Results: No significant variations on apoptosis was detectable after 24 hours incubation with all MVC concentrations used for both PBMC (CNT: 0.21±0.001; MVC 200 nM: 0.20±0.01; MVC 20 μM 0.19±0.01), and PMNL (CNT: 0.18±0.09; MVC 200 nM: 0.13±0.02; MVC 20 μM 0.159±0.05). In vitro treatment with MVC induced a 70% and 80% reduction of chemotactic activity in both PMN and PBMC. In addition, MVC used at therapeutic concentration (0.1 mM) reduced chemotaxis only in mature MO and DC (mean±SD: 12±0.2 of migrated cells versus 36±7 for MO and 36±1.4 of migrated cells versus 78±10 for MDC; P <0.05). When immature cells were assessed, MVC did not affect chemotactic activity of both MO and DC within the range of therapeutically achievable concentrations in the patients. Immature MO and DC chemotaxis was inhibited only at higher concentration tested (10 mM).

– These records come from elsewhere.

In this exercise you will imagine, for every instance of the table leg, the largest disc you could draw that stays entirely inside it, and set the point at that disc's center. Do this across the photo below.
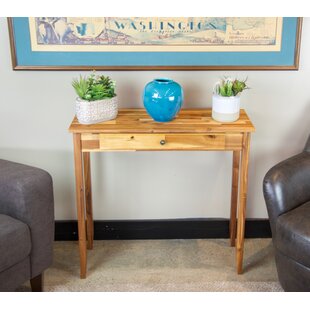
(242, 200)
(88, 201)
(234, 197)
(79, 184)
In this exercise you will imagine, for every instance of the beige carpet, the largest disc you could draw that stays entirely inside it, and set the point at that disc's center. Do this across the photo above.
(163, 265)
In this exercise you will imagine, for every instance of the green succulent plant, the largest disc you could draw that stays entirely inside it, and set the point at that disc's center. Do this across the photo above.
(94, 87)
(228, 87)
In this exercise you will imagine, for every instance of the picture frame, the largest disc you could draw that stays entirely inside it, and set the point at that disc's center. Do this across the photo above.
(25, 58)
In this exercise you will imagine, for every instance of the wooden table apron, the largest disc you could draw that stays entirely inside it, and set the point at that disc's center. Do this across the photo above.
(134, 130)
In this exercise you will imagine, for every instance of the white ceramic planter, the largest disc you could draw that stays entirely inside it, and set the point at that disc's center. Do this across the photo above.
(225, 109)
(92, 112)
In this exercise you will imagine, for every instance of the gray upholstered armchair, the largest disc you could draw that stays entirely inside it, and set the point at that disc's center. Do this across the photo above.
(26, 225)
(287, 194)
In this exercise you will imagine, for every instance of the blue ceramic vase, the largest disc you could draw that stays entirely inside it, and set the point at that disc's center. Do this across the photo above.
(163, 99)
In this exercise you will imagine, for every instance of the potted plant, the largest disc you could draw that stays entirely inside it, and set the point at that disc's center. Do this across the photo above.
(226, 99)
(97, 100)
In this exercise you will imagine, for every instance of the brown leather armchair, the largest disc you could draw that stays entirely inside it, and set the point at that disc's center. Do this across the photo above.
(286, 190)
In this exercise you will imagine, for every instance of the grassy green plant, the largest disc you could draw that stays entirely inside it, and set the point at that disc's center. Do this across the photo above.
(228, 87)
(94, 87)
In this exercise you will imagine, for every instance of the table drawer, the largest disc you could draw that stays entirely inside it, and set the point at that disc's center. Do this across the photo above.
(160, 142)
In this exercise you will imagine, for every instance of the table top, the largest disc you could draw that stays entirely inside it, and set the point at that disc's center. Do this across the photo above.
(187, 121)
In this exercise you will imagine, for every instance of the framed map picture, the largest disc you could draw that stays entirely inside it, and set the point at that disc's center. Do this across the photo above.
(155, 43)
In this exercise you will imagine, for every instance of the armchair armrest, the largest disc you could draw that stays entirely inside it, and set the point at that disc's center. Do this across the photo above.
(287, 186)
(26, 193)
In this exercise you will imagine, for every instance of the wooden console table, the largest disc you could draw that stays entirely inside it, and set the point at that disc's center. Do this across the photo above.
(134, 130)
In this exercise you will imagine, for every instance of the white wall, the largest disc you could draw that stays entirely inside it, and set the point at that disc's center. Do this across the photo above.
(37, 108)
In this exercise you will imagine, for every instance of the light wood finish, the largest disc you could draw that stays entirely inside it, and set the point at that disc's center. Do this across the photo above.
(189, 121)
(88, 201)
(134, 130)
(242, 201)
(162, 142)
(234, 197)
(79, 185)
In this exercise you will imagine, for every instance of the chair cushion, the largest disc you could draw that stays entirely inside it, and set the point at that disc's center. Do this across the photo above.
(293, 234)
(15, 242)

Conclusions: These data indicate that the CCR5 antagonist MVC has a direct effect on innate immune cells by mechanism which could be independent from anti-HIV activity. We demonstrated that in vitro treatment with MVC significantly inhibits chemotactic activity of PMN, macrophages, and DC. These findings suggest that MVC might have a potential role in the down-regulation of HIV-associated chronic inflammation by blocking the recirculation and trafficking of macrophages and DC.